The Service Employees International Union is also backing the franchisee bill in California.
THE POWER STRUCTURE
Franchising is prevalent in many industries, such as retail and personal services. Restaurants, though, are most widely associated with the model, with about 190,000 franchised eateries in the U.S.
Many states have no laws regarding the termination of franchisee agreements, and the ones that do vary in the protections they provide. That can leave franchisees at the mercy of contracts, which often put all the power in the hands of companies, franchisee advocates say.
Corporate cultures vary, of course, with some companies exerting more control than others, said Robert Purvin, CEO of the American Association of Franchisees and Dealers in Palm Desert, California. At Subway, for instance, franchisees are in charge of buying supplies, so they know the company isn't marking up prices for cold cuts and lettuce.
Companies also often have advisory councils to give franchisees a voice. Still, there are bound to be disagreements given the nature of the business model. Value menus are a good example.
Franchisers like Wendy's get a percentage of restaurant sales no matter what. Franchisees, by contrast, have to think about ingredient costs and worry low prices can eat into their profits. The friction can lead to disputes that land in court.
In 2009, Burger King franchisees sued the company over a $1 double cheeseburger they said they were losing money on. The suit was settled after 3G Capital bought the chain and worked to mend fractured relations with franchisees. The price of the burger has since gone up.
In other cases, franchisees have leeway on corporate decisions.
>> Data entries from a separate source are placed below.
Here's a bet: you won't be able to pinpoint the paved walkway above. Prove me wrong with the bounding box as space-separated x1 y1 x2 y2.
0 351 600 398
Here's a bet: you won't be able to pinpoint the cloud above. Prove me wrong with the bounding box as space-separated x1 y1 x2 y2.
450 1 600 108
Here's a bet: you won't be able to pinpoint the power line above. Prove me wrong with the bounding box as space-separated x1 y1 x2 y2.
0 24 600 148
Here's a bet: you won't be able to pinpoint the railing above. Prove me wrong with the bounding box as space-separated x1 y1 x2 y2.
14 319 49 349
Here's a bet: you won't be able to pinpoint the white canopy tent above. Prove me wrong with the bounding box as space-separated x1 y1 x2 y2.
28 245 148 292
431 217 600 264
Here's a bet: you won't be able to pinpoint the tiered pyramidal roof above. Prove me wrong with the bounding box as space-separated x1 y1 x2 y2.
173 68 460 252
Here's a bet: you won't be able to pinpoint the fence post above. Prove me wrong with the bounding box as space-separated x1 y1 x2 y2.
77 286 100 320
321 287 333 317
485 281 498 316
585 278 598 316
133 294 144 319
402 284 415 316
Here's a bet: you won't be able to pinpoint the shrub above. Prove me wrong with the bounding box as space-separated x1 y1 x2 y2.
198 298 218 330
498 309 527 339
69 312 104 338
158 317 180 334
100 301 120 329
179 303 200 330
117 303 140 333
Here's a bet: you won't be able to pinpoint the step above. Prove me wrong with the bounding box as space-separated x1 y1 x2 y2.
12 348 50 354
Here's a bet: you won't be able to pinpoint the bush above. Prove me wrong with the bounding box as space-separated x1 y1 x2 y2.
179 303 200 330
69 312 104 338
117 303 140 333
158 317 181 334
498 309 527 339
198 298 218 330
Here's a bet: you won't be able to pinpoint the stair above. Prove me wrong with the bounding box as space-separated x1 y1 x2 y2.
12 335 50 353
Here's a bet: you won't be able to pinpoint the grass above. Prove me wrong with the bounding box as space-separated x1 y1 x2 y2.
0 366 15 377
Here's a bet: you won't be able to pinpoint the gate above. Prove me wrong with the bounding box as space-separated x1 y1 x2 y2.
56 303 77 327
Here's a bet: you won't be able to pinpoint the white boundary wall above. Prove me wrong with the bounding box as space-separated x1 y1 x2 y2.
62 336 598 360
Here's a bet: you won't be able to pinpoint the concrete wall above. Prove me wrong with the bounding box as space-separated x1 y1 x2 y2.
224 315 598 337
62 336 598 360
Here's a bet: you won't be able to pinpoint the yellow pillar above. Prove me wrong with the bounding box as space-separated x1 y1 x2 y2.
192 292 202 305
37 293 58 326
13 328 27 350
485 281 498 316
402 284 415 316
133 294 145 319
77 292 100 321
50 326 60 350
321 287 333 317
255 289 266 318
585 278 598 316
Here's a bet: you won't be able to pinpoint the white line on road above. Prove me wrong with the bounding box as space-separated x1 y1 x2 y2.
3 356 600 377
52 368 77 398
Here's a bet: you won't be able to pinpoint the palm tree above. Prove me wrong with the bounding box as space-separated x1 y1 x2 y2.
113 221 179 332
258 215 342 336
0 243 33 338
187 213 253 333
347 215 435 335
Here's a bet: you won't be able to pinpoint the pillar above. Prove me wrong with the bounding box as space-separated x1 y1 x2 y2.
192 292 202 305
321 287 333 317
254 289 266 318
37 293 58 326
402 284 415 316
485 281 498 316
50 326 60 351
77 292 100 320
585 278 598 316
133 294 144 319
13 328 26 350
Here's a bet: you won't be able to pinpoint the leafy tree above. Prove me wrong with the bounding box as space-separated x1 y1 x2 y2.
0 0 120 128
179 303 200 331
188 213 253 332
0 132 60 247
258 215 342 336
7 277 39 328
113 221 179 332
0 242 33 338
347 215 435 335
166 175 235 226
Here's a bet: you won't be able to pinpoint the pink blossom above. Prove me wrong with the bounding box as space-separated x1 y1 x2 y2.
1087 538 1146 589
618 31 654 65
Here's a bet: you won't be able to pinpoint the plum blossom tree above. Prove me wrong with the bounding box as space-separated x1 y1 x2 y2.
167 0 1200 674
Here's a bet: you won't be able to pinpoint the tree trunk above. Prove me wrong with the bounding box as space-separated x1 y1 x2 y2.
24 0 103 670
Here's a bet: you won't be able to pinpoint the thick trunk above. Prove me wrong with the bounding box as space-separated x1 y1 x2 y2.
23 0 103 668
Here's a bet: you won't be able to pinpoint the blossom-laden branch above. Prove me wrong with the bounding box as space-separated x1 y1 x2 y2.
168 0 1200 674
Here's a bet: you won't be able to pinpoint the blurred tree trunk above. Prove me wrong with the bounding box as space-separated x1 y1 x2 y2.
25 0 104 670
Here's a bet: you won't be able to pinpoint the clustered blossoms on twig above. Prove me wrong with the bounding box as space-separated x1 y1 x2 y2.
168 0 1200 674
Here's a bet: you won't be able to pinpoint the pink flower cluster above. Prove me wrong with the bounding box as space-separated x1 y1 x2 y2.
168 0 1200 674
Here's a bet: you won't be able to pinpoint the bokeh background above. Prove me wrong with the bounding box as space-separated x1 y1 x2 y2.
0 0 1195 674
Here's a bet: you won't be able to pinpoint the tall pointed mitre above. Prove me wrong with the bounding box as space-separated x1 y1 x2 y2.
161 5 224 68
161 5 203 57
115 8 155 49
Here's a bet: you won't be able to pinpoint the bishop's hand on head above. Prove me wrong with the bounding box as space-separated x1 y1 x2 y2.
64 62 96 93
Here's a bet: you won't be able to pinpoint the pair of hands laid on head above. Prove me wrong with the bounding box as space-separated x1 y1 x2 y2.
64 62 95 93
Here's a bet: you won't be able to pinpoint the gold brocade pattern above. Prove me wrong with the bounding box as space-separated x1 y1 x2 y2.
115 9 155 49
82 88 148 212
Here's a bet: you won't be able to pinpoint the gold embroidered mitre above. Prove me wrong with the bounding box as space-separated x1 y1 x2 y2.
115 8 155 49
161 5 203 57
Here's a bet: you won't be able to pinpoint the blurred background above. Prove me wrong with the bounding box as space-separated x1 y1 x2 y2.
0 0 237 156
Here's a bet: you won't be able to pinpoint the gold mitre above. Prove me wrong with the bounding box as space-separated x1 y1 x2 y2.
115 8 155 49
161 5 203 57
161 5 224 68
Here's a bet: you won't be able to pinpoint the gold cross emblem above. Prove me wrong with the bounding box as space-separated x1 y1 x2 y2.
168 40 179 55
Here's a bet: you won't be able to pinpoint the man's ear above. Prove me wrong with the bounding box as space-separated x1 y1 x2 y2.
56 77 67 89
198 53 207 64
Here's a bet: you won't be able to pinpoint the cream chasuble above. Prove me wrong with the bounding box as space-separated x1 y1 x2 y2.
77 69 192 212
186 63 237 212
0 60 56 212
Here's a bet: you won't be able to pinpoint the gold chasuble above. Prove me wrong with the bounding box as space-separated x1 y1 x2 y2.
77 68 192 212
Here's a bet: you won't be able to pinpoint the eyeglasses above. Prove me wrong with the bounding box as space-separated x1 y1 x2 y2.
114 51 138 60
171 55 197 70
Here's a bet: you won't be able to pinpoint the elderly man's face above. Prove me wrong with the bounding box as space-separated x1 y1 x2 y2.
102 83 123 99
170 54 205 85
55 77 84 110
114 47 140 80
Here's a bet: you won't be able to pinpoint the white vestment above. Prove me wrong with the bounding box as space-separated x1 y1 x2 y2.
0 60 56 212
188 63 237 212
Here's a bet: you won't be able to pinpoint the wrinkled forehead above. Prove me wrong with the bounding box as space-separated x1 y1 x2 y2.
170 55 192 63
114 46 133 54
Don Sniegowski, who runs the franchisee site BlueMauMau.com, recalled a plan by Dunkin' Donuts two summers ago to sell bananas by cash registers to create a more healthful image. Not all franchisees liked the idea, noting bananas could attract flies and drive up costs. The company went ahead with it anyway.
A Dunkin' Donuts spokeswoman, Tessa Lueth, declined to say how many locations have adopted the program, but said bananas are seen in "a large and growing number" of stores.
In general, franchisees are better at running restaurants than companies since they have more invested in the business, said Jonathan Maze, editor of Restaurant Finance Monitor. Sometimes companies sell restaurants back to franchisees to boost their own performance.
Burger King, for instance, has been refranchising its company-owned restaurants to reduce costs and create a more stable revenue stream from franchisee fees. It's also striking franchising deals to open more locations around the world. The strategy helped Burger King nearly double its profit last year, even though sales rose just 0.5 percent at established locations.